Update as of March 2018: Two years later and wow.
- "Lord Kevin" has been busy, and it shows. The amount of boxed games GW has been coughing up is a sight to behold, and each one is great fun. One point for happy community.
- On the opposite end, the new fluff that's been implemented has been rather divisive. While some are either happy or not discontent over GW finally letting the clock strike midnight on M42, just as many, if not more, fans are not pleased in the way this was done, with accusations ranging from making it child friendly to making it mainstream and everything in between. Most of these complaints are valid, and none are in army-burning territory, a select-few go into pants-on-head retarded justifications of their opinion that encroaches on vidya territory. While it may seem that this is merely an unfortunate coincidence, these decisions were almost definitely made, at least in part, by our Lord and Savior, make of it what you will.
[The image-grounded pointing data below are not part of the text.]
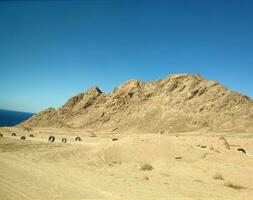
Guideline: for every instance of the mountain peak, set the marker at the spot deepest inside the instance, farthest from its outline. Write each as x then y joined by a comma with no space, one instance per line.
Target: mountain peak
177,103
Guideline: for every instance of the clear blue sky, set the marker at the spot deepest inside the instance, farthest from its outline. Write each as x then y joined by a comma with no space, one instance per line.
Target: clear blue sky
50,51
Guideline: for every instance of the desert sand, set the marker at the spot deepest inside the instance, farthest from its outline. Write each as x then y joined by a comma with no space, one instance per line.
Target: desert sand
193,165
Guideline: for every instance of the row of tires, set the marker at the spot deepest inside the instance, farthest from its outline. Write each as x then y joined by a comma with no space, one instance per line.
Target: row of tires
50,138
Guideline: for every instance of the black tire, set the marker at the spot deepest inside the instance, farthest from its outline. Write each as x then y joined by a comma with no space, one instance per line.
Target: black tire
78,139
242,150
51,139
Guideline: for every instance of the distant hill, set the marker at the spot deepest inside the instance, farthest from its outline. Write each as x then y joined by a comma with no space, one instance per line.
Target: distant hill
177,103
11,118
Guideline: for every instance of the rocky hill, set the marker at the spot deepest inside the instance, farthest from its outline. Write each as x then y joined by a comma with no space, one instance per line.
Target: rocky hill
174,104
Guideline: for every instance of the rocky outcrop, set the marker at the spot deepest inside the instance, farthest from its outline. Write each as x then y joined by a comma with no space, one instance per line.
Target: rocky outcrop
176,103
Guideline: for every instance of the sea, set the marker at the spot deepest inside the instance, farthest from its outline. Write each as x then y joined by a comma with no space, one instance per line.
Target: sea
12,118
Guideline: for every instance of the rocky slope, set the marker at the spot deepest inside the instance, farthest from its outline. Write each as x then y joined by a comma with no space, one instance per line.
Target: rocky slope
174,104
Update as of November 2019:
- By the Emperor, now we can have plastic Eldar Aspect Warriors along with our Plastic Sisters, starting with the Howling Banshees.
- Warhammer: The Old World is, basically, Warhammer Fantasy 9th Edition, and despite not coming out for at least two years, we will definitely be returning to the days of square bases.
Updates for 2020
- 'E GOT UZ MAKARI BACK, 'ES A PROPPA GUD GIT
- He made 9th edition 40k available for preorder, this resulted in scalpers attempting to do their thing with the Indomitus Starter Set, our most cunning and multiple lord screwed over them by simply making the starter set Made to Order, and people thought the pict at the top didn't make sense!
- The limited-time Indomitus box is itself a paragon of his lordly munificence: a pair of 1,000 point armies that people actually give a shit about, top-heavy with wallet-molesting character and elite units, plus a rule book for $200 USD--about a 70% discount compared to buying equivalent units a la carte. Little wonder everyone wanted it.
- Him ordering The Old World is because he likes it fair and square like Scrooge McDuck.
- For that matter rumors say he is half scottish and half duck
- Another prevalent rumor is that he is an anonymous Patreon of Bruva Alfabusa and has ordered Games Workshop legal team never to issue him under any circumstances.
- In fact, some argue he has made GeeDub fund fanmade projects such as Astartes, The Death of Hope and others under the guise of Nivek Squarebush.
- Another rumor says he is Billy, the little mutant kid from TTS who always keps getting terrorized through the whole series.
- There is one rumor from my roomate that he is the one who made Matt Ward become suddenly better after continuously hitting with a squeaky version of Ghal-Maraz, akin to the one Emprah used on Tzeentch to steal back Magnus' soul.
- One rumor says he vetoed transforming units from the primaris marines, but secretly made so the Invictor and Invader models can be easily kitbashed into transformers in order to circumvent Hasbro's copyrights and maximize profits.
- A rumor says he tried to trap and bring Duncan Rhodes back after his departure but the bag he used was too thin-layered, allowing Duncan to break free.
- The craziest rumour yet is that he's even played a warhammer game at one point.